The package contains the following source files:

``HTSeq/__init__.py``:
   The outer face of HTSeq. This file defines the name space of HTSeq and contains
   the definition of all classes without performance-critical methods. The file
   imports ``_HTSeq`` in its own namespace, so that, for the user, it does not matter
   whether an object is defined here or in ``_HTSeq.pyx``.
   
``src/HTSeq/_HTSeq.pyx``:
   The core of HTSeq. All classes with perfomance-critical methods are defined here.
   For most of it, this file looks as a normal Python file. Only where performance
   is critical, type annotation has been added. See the Cython manual for details.
   
``src/HTSeq/_HTSeq.pxd``:
   The "header file" for ``_HTSeq.pyx``. It contains the type annotation for all the
   fields of the classes defined in ``_HTSeq.pyx``. If a user would want to write her
   own Cython code, she could use Cython's ``cimport`` directive to import this header
   file and so make Cython aware of the typed definitions of fields and methods in
   ``_HTSeq.pyx``, which may improve performance because it allows Cython to kick out
   all unnecessary type checking.
   
``HTSeq/_HTSeq_internal.py``:
   There are a few limitation to the standard Python code allowed in Cython files;
   most importantly, the ``yield`` statement is not yet supported. Hence, ``_HTSeq.pyx``
   imports this file, and whenever a method in ``_HTSeq.pyx`` needs a ``yield``, 
   it calls a function which is put in here.
   
``src/step_vector.h``:
   The C++ ``step_vector`` class template. As this is a pure template, there is no 
   ``step_vector.cc`` file with definitions. If you want to use a ``step_vector`` in
   a C++ project, this is all you need.
   
``src/StepVector.i``:
   An input file to SWIG, which produces the Python wrapper around ``step_vector.h``, i.e.,
   the ``StepVector`` module containing the ``StepVector`` class. Note that this file contains
   not only SWIG directives but also Python and come C++ code. 
   
``src/AutoPyObjPtr.i``: 
   A very small SWIG library that allows SWIG-wrapped C++ container classes to
   store Python objects in a way that Python's garbage collector is happy with.

``HTSeq/scripts/count.py`` and ``HTSeq/scripts/qa.py``:
   The source code for the stand-alone scripts ``htseq-count`` and ``htseq-qa``.
   They reside in the sub-package ``HTSeq.scripts``, allowing to call the scripts
   with, e.g., ``python -m HTSeq.scripts.qa``.

``scripts/htseq-count`` and ``scripts/htseq-qa``:
   Short stubs to call the scripts from the command line simply as, e.g., ``htseq-qa``.
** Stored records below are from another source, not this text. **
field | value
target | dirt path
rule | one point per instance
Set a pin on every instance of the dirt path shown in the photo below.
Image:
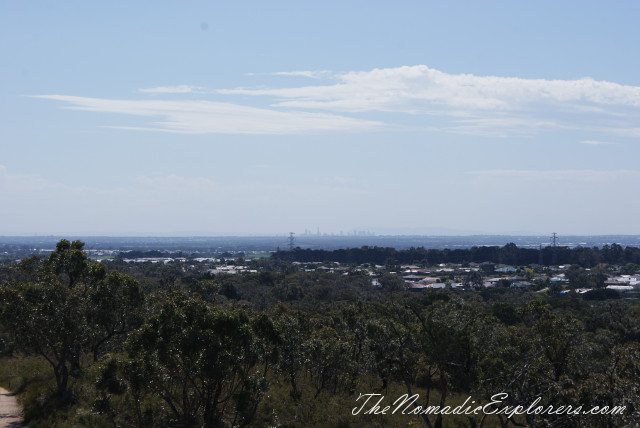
(10, 412)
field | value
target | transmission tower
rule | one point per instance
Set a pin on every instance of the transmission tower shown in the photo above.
(292, 241)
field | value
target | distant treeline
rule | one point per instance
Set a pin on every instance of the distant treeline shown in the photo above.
(509, 254)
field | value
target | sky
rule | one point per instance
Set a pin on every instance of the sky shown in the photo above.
(154, 118)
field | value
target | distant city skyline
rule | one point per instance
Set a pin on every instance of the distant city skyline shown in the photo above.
(253, 118)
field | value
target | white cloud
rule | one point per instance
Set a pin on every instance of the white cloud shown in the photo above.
(304, 73)
(203, 117)
(561, 175)
(596, 143)
(179, 89)
(457, 103)
(489, 105)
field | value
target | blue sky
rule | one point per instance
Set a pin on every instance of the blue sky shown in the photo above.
(253, 117)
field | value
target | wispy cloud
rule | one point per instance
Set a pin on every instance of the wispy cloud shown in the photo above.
(467, 103)
(596, 143)
(561, 175)
(204, 117)
(179, 89)
(304, 73)
(456, 103)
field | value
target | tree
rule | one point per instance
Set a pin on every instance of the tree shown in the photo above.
(202, 362)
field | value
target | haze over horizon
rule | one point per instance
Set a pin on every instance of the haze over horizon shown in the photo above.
(153, 118)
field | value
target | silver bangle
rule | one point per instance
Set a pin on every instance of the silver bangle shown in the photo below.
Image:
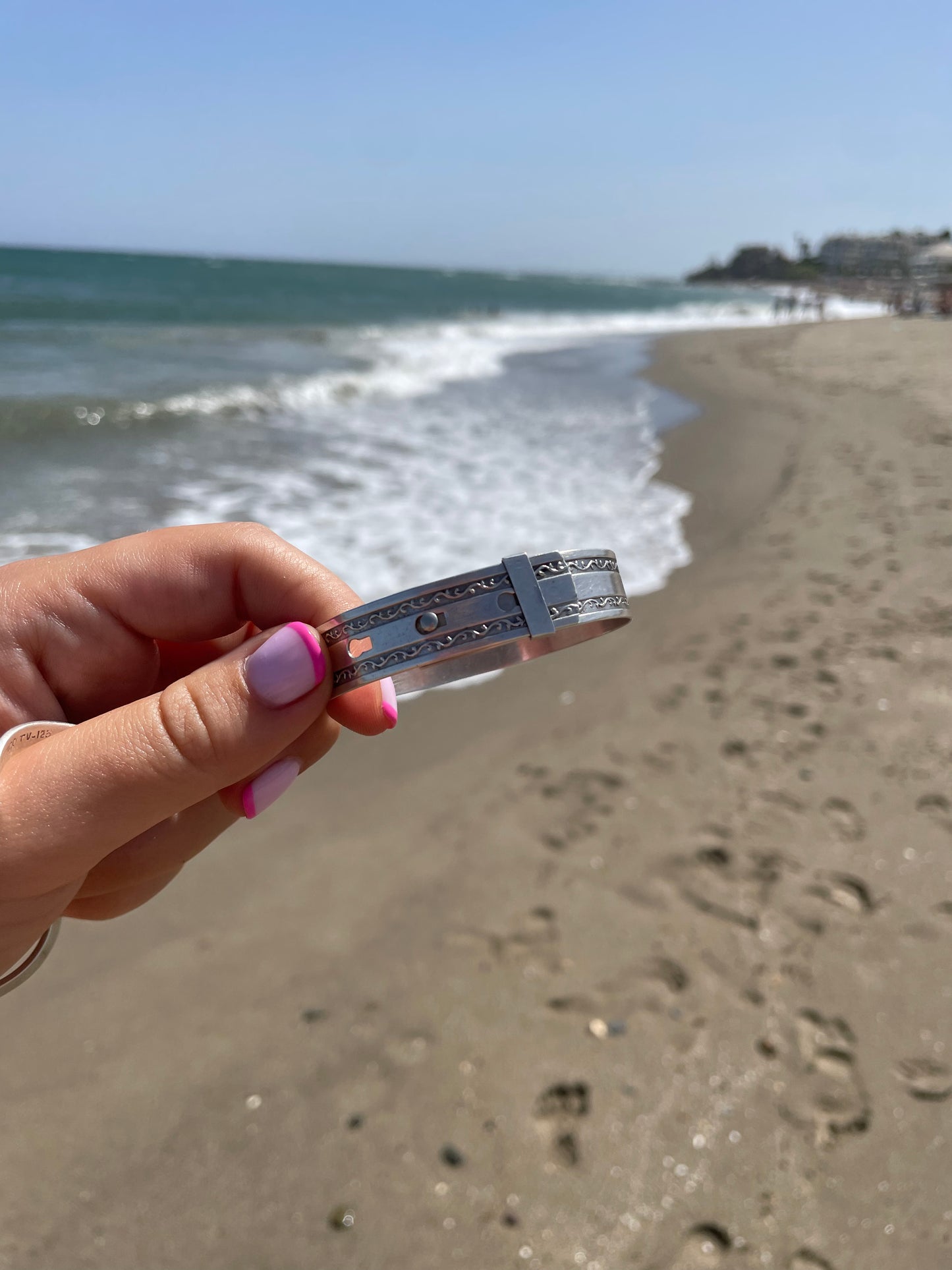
(479, 621)
(32, 962)
(12, 742)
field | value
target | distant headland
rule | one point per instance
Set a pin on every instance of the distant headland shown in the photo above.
(882, 257)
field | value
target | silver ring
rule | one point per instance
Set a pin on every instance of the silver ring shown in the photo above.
(479, 621)
(32, 962)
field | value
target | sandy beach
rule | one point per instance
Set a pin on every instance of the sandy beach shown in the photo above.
(638, 956)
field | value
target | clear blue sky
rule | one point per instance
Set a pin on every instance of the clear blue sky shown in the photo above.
(623, 138)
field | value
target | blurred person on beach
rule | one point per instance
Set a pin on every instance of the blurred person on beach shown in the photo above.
(190, 661)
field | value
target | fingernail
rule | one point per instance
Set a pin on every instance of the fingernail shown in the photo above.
(287, 666)
(389, 694)
(268, 788)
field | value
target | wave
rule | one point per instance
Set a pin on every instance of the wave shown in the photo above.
(415, 360)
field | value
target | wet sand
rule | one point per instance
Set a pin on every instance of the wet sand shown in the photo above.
(636, 956)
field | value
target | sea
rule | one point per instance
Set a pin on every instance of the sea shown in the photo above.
(399, 424)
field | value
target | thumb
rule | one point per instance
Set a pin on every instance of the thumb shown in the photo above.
(70, 800)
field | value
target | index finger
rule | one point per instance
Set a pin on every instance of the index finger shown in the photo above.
(200, 583)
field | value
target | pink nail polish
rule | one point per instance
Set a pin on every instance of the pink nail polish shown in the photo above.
(287, 666)
(268, 786)
(389, 701)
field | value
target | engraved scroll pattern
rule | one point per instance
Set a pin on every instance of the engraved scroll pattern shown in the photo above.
(584, 564)
(428, 648)
(433, 598)
(593, 605)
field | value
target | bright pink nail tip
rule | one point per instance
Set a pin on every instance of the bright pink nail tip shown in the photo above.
(389, 701)
(312, 647)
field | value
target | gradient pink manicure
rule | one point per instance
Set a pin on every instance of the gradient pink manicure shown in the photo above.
(389, 701)
(268, 786)
(287, 666)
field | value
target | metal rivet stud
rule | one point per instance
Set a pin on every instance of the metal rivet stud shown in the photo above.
(427, 624)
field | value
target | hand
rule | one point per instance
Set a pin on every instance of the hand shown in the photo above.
(196, 705)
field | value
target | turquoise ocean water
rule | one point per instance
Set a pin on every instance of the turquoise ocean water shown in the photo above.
(397, 423)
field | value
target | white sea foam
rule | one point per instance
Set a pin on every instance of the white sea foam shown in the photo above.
(415, 360)
(393, 482)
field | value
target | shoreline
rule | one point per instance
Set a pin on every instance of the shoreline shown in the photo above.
(636, 929)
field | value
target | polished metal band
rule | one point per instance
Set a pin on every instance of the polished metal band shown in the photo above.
(32, 962)
(479, 621)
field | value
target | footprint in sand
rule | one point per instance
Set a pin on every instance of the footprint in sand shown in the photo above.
(843, 890)
(924, 1078)
(653, 987)
(938, 808)
(845, 819)
(534, 942)
(582, 800)
(729, 887)
(805, 1259)
(706, 1245)
(559, 1109)
(826, 1093)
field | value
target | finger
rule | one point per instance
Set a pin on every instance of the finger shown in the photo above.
(370, 710)
(71, 799)
(99, 908)
(181, 658)
(184, 585)
(178, 840)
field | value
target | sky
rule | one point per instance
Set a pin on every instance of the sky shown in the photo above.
(613, 138)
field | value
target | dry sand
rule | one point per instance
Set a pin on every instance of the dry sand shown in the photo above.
(639, 956)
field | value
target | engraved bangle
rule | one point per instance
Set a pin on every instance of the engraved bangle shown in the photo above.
(479, 621)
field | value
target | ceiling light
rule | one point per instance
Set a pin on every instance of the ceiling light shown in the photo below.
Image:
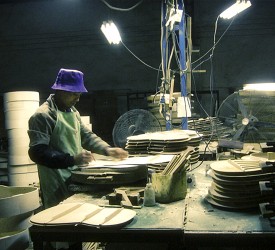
(235, 9)
(260, 86)
(111, 32)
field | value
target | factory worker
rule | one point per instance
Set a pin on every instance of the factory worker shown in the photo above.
(59, 142)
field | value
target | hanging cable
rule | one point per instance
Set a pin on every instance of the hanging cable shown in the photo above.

Furthermore, there are these files to support development:

``src/Makefile``:
  Generates C/C++ files from SWIG and Cython source files but does no C/C++ compiling.
  
``setup.py``:
  A typical setuptools setup.py file.
  
``build_it``:
  A three-line shell script that
  * generates a file ``HTSeq/_version.py`` from the file ``VERSION``.
  * calls ``make`` in ``src`` to process ``src/Makefile``
  * runs ``setup.py build`` (see above)
  
``clean``:
  Another two-line shell script to first call ``make clean`` in ``src`` and then
  delete whatever ``setup.py`` may have written.
  
``test.py``
  Performs all the deoctests in the documentation, using the example data in the
  ``example_data`` directory.
  
Finally, there are these files

``VERSION``:
  a one-line text-fil with the version number. It is read by ``setup.py``, used
  by ``build_it`` to generate the one-line Python file ``HTSeq/_version.py`` and
  also used when building the documentation.
  
``MANIFEST.in``:
  Brings some files to the attention of ``setup.py sdist`` which would otherwise not
  be included
  
``LICENCE``:
  The GPL, v3
  
``README``:
  Points the user to the web site.      
  
and these directories

``doc/``:
   this documentation, in Sphinx reStructuredText format, and a Makefile to drive
   Sphinx. 
   
``example_files/``:   
   a few example files to be use by the doctests in the documentation.